The Federal Reserve’s policies could cool markets a bit, decreasing overall home prices. But those homes will still not be accessible to working families due to high interest rates. Permanent capital, however, does not need to finance the purchase of a starter home. The industry can be expected to be even more aggressive in acquiring residential housing stock as prices drop and families remain locked out of the market.
High inflation, combined with high unemployment and limited access to mortgage lending, creates the worst possible scenario for working families. With fewer opportunities for stable employment and more people facing financial struggles, the gap between the rich and the poor is set to widen. Economic exploitation, in this case, becomes even more pronounced, as the wealthy can leverage their resources more aggressively to take advantage of the vulnerable.
The ramifications of these policies are far-reaching.
A family home is the most democratized asset in the United States. And for many everyday citizens, home ownership is virtually the only hope they have to build family, community, and generational wealth. The inability to purchase a home will not only have immediate consequences; it will impact the financial stability of future generations.
In a world where permanent capital controls a significant portion of the housing market, the possibility of creating a permanent rental class becomes very real. Corporations won’t have kids and need to sell a starter home to move into something bigger. Venture Capital groups will never need to downsize after the children are all grown up and the nest is empty. The situation can become frozen. This means that an ever-growing number of people will be forced to rent homes for their entire lives, further widening the wealth gap and ensuring that generational wealth remains inaccessible to growing numbers of families.
Just as it was in ancient Israel, it may be in the not-too-distant American future: After selling our land to exploiters, they will be free to continue taking advantage of families by increasing rents while decreasing quality and service, since there will be no other options available. The power dynamic will shift heavily in favor of the wealthy, and this could lead to a dangerous, generational cycle of exploitation and decline in social mobility. The outcry from the people of Nehemiah’s day echoes loudly in our own time, “we are subjecting our sons and daughters to slavery…but we are powerless because our [housing] belongs to others”.
The first five verses of Nehemiah chapter 5 are quoted above. But, having considered the injustice being done in the housing market, a responsible observer might relate more closely with verse 6:
“And I became very angry when I heard their outcry and these words.”

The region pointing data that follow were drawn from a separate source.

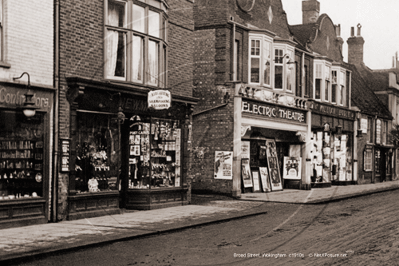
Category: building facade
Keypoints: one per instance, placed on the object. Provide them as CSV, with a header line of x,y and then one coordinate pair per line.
x,y
379,157
26,112
274,100
124,152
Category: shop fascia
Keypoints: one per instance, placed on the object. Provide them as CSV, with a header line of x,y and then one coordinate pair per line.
x,y
273,111
16,97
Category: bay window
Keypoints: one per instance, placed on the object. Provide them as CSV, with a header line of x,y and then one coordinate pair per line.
x,y
327,73
260,60
334,80
135,46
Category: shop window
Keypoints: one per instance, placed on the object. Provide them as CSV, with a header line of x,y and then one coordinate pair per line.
x,y
97,153
278,68
369,130
142,38
377,161
368,160
318,80
154,154
21,155
334,86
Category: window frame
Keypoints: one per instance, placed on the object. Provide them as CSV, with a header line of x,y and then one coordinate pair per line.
x,y
263,40
368,160
159,7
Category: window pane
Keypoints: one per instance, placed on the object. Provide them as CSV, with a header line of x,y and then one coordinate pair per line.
x,y
115,58
138,18
334,93
255,70
153,23
266,63
152,62
326,89
116,14
278,77
318,89
137,68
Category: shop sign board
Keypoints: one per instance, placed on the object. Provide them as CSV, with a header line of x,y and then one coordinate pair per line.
x,y
159,99
332,111
273,111
14,97
65,155
224,165
363,125
378,132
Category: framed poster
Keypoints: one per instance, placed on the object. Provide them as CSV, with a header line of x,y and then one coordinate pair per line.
x,y
224,165
255,178
246,173
274,172
264,177
292,168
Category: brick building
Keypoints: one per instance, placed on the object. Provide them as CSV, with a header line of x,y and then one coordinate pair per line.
x,y
26,112
124,154
378,157
274,106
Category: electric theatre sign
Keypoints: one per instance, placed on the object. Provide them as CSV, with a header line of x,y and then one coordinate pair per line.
x,y
272,111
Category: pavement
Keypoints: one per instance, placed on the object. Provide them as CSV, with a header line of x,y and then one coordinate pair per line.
x,y
22,243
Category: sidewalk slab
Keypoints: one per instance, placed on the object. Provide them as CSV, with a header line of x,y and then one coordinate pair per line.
x,y
35,240
320,195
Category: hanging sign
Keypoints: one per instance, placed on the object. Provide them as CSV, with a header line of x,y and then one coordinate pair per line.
x,y
159,99
65,155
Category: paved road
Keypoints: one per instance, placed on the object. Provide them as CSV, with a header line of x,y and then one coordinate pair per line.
x,y
359,231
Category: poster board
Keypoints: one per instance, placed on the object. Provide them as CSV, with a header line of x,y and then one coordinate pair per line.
x,y
255,178
245,148
224,165
246,173
292,168
272,161
264,177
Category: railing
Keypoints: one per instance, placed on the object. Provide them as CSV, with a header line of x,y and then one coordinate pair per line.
x,y
273,96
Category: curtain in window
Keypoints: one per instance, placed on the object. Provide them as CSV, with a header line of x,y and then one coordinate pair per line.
x,y
112,41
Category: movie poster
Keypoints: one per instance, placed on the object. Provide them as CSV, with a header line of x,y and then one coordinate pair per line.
x,y
223,165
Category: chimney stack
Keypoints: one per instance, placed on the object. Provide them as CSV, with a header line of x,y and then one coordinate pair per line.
x,y
355,46
310,11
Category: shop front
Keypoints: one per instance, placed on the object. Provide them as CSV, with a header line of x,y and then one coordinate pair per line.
x,y
332,145
127,155
25,154
273,146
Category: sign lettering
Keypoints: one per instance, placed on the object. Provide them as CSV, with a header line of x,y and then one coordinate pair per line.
x,y
274,111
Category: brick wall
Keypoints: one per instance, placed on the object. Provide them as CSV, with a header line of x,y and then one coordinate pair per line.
x,y
181,47
29,41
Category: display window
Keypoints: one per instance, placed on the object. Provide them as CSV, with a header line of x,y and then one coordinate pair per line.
x,y
332,157
97,153
154,153
21,155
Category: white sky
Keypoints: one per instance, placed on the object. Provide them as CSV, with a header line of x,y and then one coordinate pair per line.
x,y
379,20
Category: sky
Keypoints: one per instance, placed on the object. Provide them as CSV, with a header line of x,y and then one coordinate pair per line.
x,y
379,20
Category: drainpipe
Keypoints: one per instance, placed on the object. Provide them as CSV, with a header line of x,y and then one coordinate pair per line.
x,y
56,110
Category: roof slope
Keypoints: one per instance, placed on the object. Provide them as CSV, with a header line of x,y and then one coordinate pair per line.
x,y
363,96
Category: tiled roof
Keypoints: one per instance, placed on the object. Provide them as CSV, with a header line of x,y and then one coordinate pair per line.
x,y
363,96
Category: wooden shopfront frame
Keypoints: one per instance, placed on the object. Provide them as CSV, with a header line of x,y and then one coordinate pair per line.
x,y
24,211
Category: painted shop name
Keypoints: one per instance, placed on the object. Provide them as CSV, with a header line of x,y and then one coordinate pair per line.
x,y
273,112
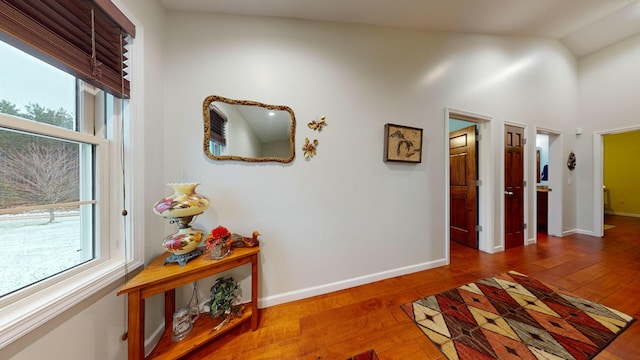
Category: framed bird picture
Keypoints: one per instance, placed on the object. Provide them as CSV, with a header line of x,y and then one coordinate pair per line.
x,y
402,143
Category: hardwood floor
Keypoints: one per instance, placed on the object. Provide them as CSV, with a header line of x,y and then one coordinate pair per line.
x,y
344,323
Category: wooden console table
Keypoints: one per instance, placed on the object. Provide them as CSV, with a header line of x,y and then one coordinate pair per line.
x,y
157,278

Nehemiah serves as a model for those of us in the church. We must, as he did, “rebuke” the exploiters among us. We must advocate strongly for the needs of the poor and demand an end to economically exploitative practices. And we cannot wait until this injustice has had its full effect. It will surely prove significantly more challenging for us to demand the return of lands from permanent capital than it was for Nehemiah to demand the return of land from fellow Jews. Advocacy now can prevent a reality-altering crisis that looms just over the horizon, threatening the economic viability of generations to come.